Asphalt & Rubber was on-hand yesterday for first testing of the SWIGZ.COM electric race bike, which is being put together and piloted by Chip Yates and his crew. Getting blessed with a perfect California winter’s day, we only had to wait for Infineon Raceway, which is becoming the venue of choice for electric motorcycle race teams, to dry out from the previous night’s rain before the sunny 54° F temperature allowed Yates to get on the track. Taking eight laps in the afternoon, Yates ran the SWIGZ bike without the highly anticipated front KERS components, which will be the same configuration the bike will use when racing against the gasoline powered v-twins in the WERA Pirelli Sportsman Heavyweight Twins Superbike class later in January.

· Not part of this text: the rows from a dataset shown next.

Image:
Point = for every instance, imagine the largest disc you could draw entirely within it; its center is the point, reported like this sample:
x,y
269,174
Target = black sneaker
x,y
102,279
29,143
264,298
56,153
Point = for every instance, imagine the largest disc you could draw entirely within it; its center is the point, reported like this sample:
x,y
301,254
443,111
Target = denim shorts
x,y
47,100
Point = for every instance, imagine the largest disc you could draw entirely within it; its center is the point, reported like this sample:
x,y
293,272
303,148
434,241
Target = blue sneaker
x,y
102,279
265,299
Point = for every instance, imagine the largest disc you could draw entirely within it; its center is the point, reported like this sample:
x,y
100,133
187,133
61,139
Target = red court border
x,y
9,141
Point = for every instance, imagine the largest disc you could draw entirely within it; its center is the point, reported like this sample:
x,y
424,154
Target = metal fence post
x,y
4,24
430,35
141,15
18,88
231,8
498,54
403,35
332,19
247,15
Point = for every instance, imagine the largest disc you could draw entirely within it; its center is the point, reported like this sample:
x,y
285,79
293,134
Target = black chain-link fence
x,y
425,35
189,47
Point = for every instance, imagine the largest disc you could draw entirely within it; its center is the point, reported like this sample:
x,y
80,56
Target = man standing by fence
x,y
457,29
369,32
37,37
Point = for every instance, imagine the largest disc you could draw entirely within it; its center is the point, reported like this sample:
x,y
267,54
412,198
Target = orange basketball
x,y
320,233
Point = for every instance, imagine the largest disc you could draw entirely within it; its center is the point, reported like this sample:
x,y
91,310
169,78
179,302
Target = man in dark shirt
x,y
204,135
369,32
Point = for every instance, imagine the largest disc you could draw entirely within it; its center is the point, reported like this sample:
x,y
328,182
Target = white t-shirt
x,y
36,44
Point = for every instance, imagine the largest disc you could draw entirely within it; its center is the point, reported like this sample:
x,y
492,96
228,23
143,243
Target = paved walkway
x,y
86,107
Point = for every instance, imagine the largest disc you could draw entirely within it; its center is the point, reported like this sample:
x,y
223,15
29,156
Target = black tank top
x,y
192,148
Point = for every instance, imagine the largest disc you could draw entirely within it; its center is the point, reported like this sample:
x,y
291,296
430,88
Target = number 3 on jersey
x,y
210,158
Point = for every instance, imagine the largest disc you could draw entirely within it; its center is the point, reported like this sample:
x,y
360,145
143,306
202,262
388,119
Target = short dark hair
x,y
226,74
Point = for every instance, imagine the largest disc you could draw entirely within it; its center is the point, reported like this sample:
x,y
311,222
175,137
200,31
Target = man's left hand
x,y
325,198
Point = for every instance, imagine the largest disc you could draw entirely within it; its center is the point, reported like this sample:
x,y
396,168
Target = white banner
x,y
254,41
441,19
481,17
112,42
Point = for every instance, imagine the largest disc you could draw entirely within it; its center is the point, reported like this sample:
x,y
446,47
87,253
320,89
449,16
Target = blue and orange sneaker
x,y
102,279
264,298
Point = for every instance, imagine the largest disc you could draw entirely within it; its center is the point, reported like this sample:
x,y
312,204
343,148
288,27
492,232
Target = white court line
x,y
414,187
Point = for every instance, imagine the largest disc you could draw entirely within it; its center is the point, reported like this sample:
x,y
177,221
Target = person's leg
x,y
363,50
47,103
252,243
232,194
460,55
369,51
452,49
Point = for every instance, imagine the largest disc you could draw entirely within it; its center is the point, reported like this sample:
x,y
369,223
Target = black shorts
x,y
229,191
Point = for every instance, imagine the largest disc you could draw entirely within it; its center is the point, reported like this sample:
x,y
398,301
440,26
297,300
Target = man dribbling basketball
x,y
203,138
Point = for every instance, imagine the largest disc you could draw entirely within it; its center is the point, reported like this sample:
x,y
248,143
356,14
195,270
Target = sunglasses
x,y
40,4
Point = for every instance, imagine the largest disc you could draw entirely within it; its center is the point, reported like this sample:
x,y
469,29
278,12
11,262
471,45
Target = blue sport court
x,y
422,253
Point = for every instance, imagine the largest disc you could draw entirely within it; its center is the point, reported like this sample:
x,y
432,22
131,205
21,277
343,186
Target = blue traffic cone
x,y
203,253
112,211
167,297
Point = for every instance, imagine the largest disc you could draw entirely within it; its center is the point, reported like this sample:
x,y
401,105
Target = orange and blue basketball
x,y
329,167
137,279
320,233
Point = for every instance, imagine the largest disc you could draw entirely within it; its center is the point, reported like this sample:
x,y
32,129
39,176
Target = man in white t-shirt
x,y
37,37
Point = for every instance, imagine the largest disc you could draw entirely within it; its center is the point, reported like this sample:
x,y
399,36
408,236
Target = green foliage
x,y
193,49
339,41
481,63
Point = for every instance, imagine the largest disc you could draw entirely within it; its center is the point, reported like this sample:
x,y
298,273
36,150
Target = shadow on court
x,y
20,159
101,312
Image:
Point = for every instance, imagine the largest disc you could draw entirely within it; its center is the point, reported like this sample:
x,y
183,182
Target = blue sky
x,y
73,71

With the SWIGZ bike showing more than ample power in the straightaway, the electric race bike “exceeded all my expectations” said an enlighted Yates when he finished his last session. The first shakedown test on a track, Yates was also pleased with the bike having no mechanical failures during the sessions, giving him a vote of confidence for January’s race, which will see the SWIGZ race team contend against Ducati 1198 and KTM 1190 RC8 R superbikes.
Not likely to win many beauty contests, the SWIGZ race bike looks like the bastard
red-headed electric step-child from a Hayabusa and European pizza delivery scooter, with its 180 lbs of batteries stashed in a box that sits right around where the pillion would be.
While it might not make it into the MOMA anytime soon, the electric racing machine might have a spot in Carnegie Hall waiting for it, as the 747-style whir from the motor, re-gen, and wheels was music to our ears (on more than a few occasions this writer looked up at the sky wondering if a jumbo jet was going by, when in fact it was the SWIGZ bike closing in out in the distance).
One lap from Yates should silence any discussions about electric bikes not sounding cool (no pun intended), and get an entire generation raised with Star Wars excited about the future of electric motorsports.
Like all the heavyweight electric race bikes, cornering seems to be a challenge, especially through the tight chicane at Turn 9. With Fontana (Auto Club Speedway) having two long straights though, this tradeoff between power and maneuverability will likely be less of an issue come race day in January. Yates hopes to finish mid-pack in the WERA race, and will be making calls over the holidays to make sure some stiff competition shows up at the event.